Remember potentials add.
bring m1 into .04 m from m2 and m4 and .04*sqrt 2 from m3
get Pe remember G MM'/d
then do m 2 in between the other 3
then m3 , then m4
then add
Please help me the answers of that question
To calculate the gravitational potential energy of the system, we need to find the potential energy between each pair of masses and then sum them up.
The gravitational potential energy between two masses can be calculated using the formula:
PE = G * (m1 * m2) / r
where G is the gravitational constant, m1 and m2 are the masses of the two objects, and r is the distance between them.
In this case, we have four masses arranged at the corners of a square. Let's label them as follows:
m1 = 1kg (top-left corner)
m2 = 2kg (top-right corner)
m3 = 3kg (bottom-right corner)
m4 = 4kg (bottom-left corner)
The side of the square is given as 4cm, which means that the distance between adjacent masses is also 4cm.
Now, we can calculate the potential energy for each pair of masses:
PE12 = G * (m1 * m2) / r12
PE23 = G * (m2 * m3) / r23
PE34 = G * (m3 * m4) / r34
PE41 = G * (m4 * m1) / r41
where r12, r23, r34, and r41 are the distances between each pair of masses.

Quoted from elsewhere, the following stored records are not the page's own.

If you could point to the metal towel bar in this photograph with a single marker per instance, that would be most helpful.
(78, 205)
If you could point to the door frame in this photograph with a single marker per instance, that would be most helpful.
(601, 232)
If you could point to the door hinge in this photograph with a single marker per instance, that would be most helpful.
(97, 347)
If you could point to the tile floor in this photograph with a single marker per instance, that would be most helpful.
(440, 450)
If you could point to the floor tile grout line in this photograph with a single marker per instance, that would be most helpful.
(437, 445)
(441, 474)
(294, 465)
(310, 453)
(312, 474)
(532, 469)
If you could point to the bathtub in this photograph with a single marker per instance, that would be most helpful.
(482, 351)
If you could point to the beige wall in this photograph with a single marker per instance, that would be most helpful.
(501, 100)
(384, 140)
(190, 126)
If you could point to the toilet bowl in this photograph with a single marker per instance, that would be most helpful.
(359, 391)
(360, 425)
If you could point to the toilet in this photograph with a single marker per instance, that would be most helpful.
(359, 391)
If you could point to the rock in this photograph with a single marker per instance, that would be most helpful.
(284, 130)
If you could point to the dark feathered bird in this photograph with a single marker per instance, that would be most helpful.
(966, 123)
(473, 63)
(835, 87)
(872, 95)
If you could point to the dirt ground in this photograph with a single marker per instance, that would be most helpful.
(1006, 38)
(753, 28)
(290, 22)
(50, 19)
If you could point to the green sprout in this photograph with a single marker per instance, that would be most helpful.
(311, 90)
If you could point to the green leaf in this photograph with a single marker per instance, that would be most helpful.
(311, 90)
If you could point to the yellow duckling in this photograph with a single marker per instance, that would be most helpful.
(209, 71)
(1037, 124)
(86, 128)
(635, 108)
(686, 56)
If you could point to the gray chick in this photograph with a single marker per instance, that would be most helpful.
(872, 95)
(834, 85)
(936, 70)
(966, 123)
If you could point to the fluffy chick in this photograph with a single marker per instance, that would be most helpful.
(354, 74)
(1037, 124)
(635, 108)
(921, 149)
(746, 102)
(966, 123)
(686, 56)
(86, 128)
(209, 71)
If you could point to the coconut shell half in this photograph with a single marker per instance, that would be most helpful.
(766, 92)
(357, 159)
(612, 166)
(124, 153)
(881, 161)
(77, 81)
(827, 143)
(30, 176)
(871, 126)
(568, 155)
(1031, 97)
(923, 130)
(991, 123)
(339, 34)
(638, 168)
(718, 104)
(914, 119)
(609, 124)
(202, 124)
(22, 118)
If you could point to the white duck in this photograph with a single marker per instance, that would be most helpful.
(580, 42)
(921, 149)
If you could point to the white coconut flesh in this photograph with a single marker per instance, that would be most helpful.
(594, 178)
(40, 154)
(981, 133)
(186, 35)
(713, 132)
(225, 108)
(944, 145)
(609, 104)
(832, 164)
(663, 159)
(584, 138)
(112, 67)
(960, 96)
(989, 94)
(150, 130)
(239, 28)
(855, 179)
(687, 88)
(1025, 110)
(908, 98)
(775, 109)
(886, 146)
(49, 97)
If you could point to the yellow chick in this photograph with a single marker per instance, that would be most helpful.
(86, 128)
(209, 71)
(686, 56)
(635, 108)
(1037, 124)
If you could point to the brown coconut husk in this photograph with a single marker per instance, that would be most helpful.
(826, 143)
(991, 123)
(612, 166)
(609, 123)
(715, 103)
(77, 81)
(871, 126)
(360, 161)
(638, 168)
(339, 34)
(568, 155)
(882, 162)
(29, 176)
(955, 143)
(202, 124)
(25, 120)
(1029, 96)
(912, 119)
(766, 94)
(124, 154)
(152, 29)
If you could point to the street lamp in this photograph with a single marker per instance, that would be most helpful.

Since the masses are at the corners of a square, the distances between them are equal. Therefore:
r12 = r23 = r34 = r41 = 4 cm
Now, let's plug in the values and calculate the potential energies:
PE12 = G * (1 kg * 2 kg) / (4 cm) = G * 2 / 4
PE23 = G * (2 kg * 3 kg) / (4 cm) = G * 6 / 4
PE34 = G * (3 kg * 4 kg) / (4 cm) = G * 12 / 4
PE41 = G * (4 kg * 1 kg) / (4 cm) = G * 4 / 4 = G
Finally, we can sum the potential energies of all pairs:
PE_total = PE12 + PE23 + PE34 + PE41 = G * 2 / 4 + G * 6 / 4 + G * 12 / 4 + G = G * (2 + 6 + 12 + 1) / 4
Therefore, the gravitational potential energy of the system is G * 21 / 4.